O receio de retrocesso não é à toa. Ao contrário, os EUA já até apresentaram proposta formal contrária ao artigo 85 (sobre a repartição de benefícios) do Plano de Implementação, o principal texto em discussão na conferência, nas quatro reuniões preparatórias patrocinadas pela ONU (Organização das Nações Unidas) para a Rio +10. E tiveram apoio tácito da UE (União Européia).
Carvalho não esconde que recebeu com alívio a decisão do presidente norte-americano George W. Bush de não ir a Johannesburgo e enviar em seu lugar o secretário de Estado, Colin Powell: "O Bush assumiu desde o início uma posição francamente retrógrada e reacionária em relação a questões ambientais. O Colin Powell tem uma posição mais pró-ativa", disse o ministro, engenheiro florestal, que completa 50 anos no dia 5 de setembro.

Origem da miséria
Quanto ao debate sobre a pobreza, EUA e União Européia têm uma posição distinta. Os norte-americanos tentam difundir a idéia de que não se deve discutir a questão num fórum sobre ambiente.
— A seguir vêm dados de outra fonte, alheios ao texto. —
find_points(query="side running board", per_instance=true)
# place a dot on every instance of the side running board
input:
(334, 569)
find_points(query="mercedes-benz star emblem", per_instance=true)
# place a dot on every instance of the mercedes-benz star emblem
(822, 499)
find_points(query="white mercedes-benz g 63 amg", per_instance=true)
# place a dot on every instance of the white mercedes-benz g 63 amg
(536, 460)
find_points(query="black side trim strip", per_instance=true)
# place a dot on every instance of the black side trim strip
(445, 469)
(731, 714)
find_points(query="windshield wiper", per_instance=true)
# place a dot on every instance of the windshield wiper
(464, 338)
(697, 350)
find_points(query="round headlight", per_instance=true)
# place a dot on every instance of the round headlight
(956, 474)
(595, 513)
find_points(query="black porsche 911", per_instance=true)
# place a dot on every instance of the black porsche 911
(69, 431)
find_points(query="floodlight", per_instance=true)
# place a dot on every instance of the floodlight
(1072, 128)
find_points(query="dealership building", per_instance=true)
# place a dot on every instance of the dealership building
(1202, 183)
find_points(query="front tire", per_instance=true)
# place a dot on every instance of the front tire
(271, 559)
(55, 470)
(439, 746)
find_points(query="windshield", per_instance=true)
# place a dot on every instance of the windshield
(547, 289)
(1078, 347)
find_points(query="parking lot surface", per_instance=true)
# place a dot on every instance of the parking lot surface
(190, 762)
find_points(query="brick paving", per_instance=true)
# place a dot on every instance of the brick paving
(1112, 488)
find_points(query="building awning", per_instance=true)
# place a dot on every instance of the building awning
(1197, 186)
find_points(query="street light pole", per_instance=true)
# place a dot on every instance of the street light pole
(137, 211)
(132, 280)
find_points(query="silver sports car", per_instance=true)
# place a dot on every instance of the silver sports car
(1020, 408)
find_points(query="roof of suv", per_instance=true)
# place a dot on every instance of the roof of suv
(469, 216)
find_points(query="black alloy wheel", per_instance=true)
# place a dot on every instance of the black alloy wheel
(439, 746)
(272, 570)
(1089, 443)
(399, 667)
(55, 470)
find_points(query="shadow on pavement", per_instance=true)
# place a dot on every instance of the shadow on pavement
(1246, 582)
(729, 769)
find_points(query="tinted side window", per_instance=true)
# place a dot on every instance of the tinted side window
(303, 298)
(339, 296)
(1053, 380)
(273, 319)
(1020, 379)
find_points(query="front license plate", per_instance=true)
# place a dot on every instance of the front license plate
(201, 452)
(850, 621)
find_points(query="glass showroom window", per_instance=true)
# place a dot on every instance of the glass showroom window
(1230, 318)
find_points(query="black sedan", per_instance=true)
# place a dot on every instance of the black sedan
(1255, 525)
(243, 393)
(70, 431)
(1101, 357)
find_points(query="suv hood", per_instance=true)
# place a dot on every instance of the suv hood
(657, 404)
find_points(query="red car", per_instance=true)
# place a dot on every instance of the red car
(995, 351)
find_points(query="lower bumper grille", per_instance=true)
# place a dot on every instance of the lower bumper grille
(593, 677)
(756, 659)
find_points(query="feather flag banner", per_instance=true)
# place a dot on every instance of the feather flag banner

Já os europeus concordam que o tema é obrigatório.
Para o Brasil, não é possível discutir desenvolvimento sustentável sem entrar no espinhoso debate sobre "a origem da miséria, que não é local nem regional, mas tem profunda origem na injusta e inadmissível ordem mundial", como disse Carvalho.
"Sem discutir os desequilíbrios regionais, de renda, entre nações, Estados do mesmo país e pessoas, vai se eternizar a velha prática filantrópica nesse tipo de encontro. Isso nós não queremos", acrescentou Carvalho, afirmando que "não é à toa" que a Rio +10 será na África -um dos mais pobres continentes do mundo.
Ele destaca que ficou acertado na Eco-92 que os países desenvolvidos usariam 0,7% do PIB (Produto Interno Bruto) para ajudar os países em desenvolvimento. Em 92, esse percentual era de 0,4%. Dez anos depois, em vez de aumentar, diminuiu para 0,22%.
É por essas e outras que Carvalho admite "um certo pessimismo" para a conferência de Johannesburgo e diz que o mais importante vai ser estabelecer metas e plataformas de ação. E sem jogar a toalha: "Sempre pode haver uma surpresa", disse.


Texto Anterior: Rio +10: Fórum Global começa com pouco público
Índice



Copyright Empresa Folha da Manhã S/A. Todos os direitos reservados. É proibida a reprodução do conteúdo desta página em qualquer meio de comunicação, eletrônico ou impresso, sem autorização escrita da Folhapress.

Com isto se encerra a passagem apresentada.